Some self care stuff I am doing:

  1. I started going to the gym regularly. I have lost 36 pounds since May 2017.
  2. Eating smaller portions.
  3. No more SODA!!
  4. Less Sugar.

Some short term goals:

  1. 7 more pounds to reach my 1st weight loss goal. Then 40 more.
  2. Buying a house in the next 2-3 months.
  3. Going to Burning Man!
  4. Continuing to be the best mom I can be even when I feel like I am failing.

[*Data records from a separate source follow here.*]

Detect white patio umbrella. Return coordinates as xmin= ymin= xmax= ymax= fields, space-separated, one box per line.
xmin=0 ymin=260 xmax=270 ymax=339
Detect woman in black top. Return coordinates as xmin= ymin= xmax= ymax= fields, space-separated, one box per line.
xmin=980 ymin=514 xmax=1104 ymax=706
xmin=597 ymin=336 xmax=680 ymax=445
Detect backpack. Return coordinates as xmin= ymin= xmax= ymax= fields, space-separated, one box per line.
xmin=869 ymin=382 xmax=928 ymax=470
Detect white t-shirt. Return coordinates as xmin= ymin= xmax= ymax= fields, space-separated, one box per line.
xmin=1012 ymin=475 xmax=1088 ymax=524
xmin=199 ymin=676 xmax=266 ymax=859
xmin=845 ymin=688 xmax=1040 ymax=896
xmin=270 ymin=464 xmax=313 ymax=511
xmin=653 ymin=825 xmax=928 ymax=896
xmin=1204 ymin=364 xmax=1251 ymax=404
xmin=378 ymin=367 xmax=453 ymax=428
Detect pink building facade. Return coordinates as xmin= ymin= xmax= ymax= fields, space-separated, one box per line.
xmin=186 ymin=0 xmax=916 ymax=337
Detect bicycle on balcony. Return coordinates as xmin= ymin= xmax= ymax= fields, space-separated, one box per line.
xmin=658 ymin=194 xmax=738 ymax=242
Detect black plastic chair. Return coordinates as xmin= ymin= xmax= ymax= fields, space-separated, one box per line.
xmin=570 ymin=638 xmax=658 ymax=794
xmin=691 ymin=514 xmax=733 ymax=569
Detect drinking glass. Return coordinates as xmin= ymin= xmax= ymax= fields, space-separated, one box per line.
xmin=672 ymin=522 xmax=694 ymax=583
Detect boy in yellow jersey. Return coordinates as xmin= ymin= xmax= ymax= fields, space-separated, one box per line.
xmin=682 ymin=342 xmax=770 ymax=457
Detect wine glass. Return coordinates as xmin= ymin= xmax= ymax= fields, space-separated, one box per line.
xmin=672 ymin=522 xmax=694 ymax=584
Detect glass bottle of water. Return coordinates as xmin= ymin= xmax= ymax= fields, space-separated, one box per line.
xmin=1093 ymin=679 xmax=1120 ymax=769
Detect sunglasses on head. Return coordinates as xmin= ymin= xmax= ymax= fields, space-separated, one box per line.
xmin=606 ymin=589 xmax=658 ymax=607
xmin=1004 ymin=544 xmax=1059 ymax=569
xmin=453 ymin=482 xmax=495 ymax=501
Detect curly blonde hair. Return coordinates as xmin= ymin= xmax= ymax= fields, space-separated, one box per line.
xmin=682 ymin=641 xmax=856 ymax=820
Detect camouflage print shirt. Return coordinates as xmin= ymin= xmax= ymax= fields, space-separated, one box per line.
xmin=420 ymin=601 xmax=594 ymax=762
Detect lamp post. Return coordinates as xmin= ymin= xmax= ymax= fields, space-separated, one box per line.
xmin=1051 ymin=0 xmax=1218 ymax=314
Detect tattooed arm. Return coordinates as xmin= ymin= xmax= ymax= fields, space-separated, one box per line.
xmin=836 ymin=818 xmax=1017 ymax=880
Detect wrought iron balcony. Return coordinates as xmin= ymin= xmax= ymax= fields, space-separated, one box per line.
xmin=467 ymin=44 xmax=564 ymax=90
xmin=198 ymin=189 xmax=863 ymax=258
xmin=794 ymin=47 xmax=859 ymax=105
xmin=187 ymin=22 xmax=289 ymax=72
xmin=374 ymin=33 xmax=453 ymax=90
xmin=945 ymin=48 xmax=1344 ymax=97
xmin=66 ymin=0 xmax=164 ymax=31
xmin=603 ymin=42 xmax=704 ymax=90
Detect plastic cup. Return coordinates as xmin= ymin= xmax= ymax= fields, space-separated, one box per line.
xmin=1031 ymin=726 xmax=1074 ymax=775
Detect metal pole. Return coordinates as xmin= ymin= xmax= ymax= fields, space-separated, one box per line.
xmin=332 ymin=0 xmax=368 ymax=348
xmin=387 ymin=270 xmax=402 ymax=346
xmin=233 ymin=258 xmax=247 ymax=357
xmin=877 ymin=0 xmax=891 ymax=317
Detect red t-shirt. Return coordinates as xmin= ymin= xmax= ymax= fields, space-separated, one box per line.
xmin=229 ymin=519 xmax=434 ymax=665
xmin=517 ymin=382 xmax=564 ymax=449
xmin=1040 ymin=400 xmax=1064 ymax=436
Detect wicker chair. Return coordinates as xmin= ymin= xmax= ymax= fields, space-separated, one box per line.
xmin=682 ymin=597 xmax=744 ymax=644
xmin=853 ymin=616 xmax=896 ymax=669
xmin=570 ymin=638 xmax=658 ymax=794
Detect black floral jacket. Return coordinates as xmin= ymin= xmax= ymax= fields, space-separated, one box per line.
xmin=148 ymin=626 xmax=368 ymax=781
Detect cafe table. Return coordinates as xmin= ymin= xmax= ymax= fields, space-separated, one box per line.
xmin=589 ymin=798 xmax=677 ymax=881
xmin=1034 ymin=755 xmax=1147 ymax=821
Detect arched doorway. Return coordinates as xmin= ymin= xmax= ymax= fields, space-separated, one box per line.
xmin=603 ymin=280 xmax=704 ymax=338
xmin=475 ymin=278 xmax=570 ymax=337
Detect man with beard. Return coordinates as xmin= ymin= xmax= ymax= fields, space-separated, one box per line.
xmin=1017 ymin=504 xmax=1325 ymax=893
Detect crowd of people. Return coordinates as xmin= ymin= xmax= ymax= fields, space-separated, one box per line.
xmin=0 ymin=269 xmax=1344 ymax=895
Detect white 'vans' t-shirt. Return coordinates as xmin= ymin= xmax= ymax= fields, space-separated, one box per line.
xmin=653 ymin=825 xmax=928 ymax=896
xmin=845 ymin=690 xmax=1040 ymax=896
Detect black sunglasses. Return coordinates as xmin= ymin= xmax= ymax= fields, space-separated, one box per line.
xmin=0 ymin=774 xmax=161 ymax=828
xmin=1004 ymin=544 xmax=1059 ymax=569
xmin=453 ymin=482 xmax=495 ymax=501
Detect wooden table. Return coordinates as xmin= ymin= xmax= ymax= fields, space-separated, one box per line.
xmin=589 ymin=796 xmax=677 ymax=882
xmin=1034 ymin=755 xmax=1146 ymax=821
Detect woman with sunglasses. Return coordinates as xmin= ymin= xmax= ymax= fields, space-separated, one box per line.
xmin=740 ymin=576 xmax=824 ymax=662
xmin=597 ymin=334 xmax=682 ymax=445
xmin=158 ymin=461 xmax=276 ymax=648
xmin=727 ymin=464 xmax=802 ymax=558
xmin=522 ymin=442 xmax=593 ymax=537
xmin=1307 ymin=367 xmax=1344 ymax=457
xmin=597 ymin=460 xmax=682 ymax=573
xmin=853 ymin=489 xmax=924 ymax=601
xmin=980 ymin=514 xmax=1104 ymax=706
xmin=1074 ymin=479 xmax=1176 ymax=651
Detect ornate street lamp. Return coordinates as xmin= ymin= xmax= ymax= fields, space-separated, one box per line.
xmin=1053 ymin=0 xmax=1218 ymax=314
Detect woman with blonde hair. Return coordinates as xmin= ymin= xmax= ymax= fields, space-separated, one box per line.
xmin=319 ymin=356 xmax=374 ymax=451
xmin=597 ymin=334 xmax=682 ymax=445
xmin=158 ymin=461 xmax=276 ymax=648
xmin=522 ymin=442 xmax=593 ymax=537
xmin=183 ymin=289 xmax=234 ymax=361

I have dug deep into what I need and want in my relationships going forward:

  1. I need them to know that my kids are my #1 (this has never been an issue but it is never going to change)!!
  2. I need communication if we can’t have quality time (my #1 Love Language) then I need to be able to have some form of communication with you, be it emails, texting, etc.. More then once a week.
  3. I need quality time. I need to see you and be able to have alone time with out the distractions of all the other things.
  4. I need someone who not only tells me that I am special to them but also shows me and makes that known when around people.
  5. I need someone who understands that me not wanting to be out at work, has nothing to do with them or how I feel about them. It is my job and my decision. That doesn’t mean they can’t talk to me about it or their feelings on the subject don’t matter to me, they are valid but in the end it is MY JOB and MY decision.
  6. I want to be able to talk to you about anything. Most times I ramble and I might not make sense or something I say might come off offensive but 99% of the time I don’t mean it that way.
  7. I want to be able to rely on you, be able to reach out to you if I am in a situation that I might need help with. Or if I am doing something new and I might need you. Don’t tell me “you can reach out, but you’ll be on mute so I won’t get it”
  8. I want someone to do some of the EL with me. Put in effort like I do. Show me that I am worth it don’t just tell me what you think I want to hear.
  9. I want you to be able to talk to me and not worry about how I am going to handle the news. Let me own my actions on how I respond to the information.
  10. COMPROMISE from both sides.

I am sure there is more but those are the ones I am constantly going back to over and over in my head.

I am done with the endless loop of things that I am thinking of. I am going to end it here and say good night! I am going to get myself ready for the Gym and leave it all on the treadmill tonight.